In 2006, Brierly left Denver where she worked as a medical assistant for nearly 30 years, to retire in Grand Junction.

Even while working in the medical field, Brierly made food for her coworkers. At her previous employer, a dermatology clinic in Denver, Brierly used a toaster oven to make chicken enchiladas.

In 2007, she prepared to open a business, obtaining the necessary licenses and permits to serve food.

Now, Brierly stays busy making chili at The Business Incubator Center, 2591 B 3/4 Road, where she stores and sells her product. She also sells chili during the summer at farmers markets in Grand Junction and Palisade.

Brierly uses free-range pork, and no MSG or wheat products in her chili. It is low-fat, which is important to her because she hates fat. She rips fat off bacon when she eats it.

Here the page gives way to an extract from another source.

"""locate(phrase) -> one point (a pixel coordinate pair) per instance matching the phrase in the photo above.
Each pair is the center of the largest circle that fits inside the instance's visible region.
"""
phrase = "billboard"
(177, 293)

“I want to make it simple, but I want to make it good,” Brierly said. “If you don’t take pride in what you do who else is going to?”

Brierly is appreciative of her local, loyal customers, but she is ready for her chili to hit the road.

She doesn’t know how many letters and e-mails she has written to the White House, but Brierly is determined for President Barack Obama to try her chili.

After all, Brierly became a U.S. citizen on Sept. 11, 2008, specifically so she could vote for Obama. She registered to vote that same day.

When the Obama family stopped in Grand Junction during the presidential campaign in 2008, Brierly went looking for Michelle Obama to deliver chili.

“Security wouldn’t let me,” Brierly said.